Saturday, September 23, 2006

Harley Davidson Almost Closes

Back in 1981 H-D, after losing sales and having quality concerns with their motorcycles under AMF, gathers the signatures of 13 top executives for a buy back. In 1982 they visit a Honda plant to learn how to update the manufacturing process to meet quality concerns to bring the company back to the top. It's funny how things come back around when you understand that Harley Davidson was the one who gave Japan's motorcycle industry the know how about clean and reliable manufacturing processes in the first place after WWI. That is if you know that it was H-D who went to Japan, set up a state of the art factory back then and then gave them blueprints as well as the blessing to manufacture Japanese Harley's under the name of Rikku.
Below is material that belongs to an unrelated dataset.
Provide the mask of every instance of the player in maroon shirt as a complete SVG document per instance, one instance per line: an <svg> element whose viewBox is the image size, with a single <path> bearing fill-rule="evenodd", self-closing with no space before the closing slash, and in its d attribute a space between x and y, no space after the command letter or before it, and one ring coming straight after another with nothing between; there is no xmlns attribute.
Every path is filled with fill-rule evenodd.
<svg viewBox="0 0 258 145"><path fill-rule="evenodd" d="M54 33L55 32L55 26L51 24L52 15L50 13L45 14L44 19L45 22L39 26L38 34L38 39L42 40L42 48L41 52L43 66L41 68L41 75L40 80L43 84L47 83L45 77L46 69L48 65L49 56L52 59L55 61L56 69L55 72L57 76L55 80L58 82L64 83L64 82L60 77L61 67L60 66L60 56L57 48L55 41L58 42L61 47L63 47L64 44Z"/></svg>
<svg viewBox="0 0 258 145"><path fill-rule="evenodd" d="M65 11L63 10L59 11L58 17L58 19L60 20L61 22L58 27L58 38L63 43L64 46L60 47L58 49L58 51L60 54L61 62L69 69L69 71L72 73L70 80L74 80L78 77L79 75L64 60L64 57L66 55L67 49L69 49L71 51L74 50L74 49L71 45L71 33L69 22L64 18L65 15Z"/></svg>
These were motorcycles that are carbon copies of the American company. These same Japanese Harleys would also be used during WWII by Japans army.
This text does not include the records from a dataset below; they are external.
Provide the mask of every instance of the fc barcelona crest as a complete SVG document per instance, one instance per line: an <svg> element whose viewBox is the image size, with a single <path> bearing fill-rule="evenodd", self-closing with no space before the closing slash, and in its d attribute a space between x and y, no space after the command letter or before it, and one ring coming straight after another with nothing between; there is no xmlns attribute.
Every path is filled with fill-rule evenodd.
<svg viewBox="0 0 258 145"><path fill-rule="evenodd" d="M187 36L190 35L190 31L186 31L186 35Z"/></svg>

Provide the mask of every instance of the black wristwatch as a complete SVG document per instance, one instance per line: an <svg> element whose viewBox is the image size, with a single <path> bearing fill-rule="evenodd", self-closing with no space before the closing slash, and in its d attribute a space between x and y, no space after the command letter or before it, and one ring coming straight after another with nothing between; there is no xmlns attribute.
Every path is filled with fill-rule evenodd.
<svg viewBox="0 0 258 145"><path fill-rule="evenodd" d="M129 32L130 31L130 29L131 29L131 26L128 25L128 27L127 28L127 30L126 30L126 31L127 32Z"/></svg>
1983 brings H-D in with the motor company still reeling from backlash and lost customer loyalty from the AMF years. They asked for tariffs relief from Japans motorcycle industry dumping motorcycles here in the states which flooded the market making H-D lose even more market share.
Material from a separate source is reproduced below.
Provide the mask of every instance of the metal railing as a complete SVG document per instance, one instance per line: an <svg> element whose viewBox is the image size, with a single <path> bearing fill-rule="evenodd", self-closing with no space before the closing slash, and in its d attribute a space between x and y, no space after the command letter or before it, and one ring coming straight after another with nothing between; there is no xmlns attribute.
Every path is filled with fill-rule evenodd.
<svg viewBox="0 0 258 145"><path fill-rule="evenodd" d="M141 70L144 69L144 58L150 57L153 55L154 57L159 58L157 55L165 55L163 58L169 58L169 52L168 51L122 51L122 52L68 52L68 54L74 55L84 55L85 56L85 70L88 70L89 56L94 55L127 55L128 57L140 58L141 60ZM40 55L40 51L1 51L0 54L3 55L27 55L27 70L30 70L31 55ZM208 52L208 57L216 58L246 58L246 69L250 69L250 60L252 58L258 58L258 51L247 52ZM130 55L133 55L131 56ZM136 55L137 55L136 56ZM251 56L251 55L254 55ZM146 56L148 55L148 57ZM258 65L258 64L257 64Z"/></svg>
In 1984 Harley ended the ShovelHead era and brought out the Evolution power plants that were more reliable and tighter engines. These new engines also ran cooler and produced more power than their predecessors after seven years of development. But even with the addition of the HOG club the company is still struggling to survive and grow. The company has to try and over come years of consumer confidence from the AMF ownership which began in 1969.

1985 brings the company to it's knees which almost leads them into bankruptcy. The CEO uses marketing plans adopted from the Japanese to sway lenders to accept a new plan in which better production quality and marketing lead to the road to recovery. The company strives and excels in beginning it's long needed climb back to the forefront.

Only a year later,1986, they become publicly traded on the stock exchange. Part of the marketing is to target the main stream population while trying to distance itself from the loyal customers who kept HD afloat for so many years. It is an image that HD wishes to put behind them in order to move forward. The move angers the long loyal customers who believed in the company even with it's decline. These are the people who kept the company afloat for so long but also did not help the company to move forward. Prices on the new models continue to grow from what was once an affordable option from expensive automobiles to what is today the same or even higher a price. This was one way to distance itself from the hardcore biker and the steretype.
The other side of the coin is that the company relied on these customers and continued to live off of it's legacy and did little to address the manufacturing concerns until it was almost to late.

You have to understand though that HD is an American icon and has fought many uphill battles, supplied and helped military war efforts, the knowledge and willingness to look outside itself for new and better technologies and processes. They helped other country's excel in manufacturing processes and have done what no other American motorcycle manufacture has ever been able to do- survive in an ever changing world.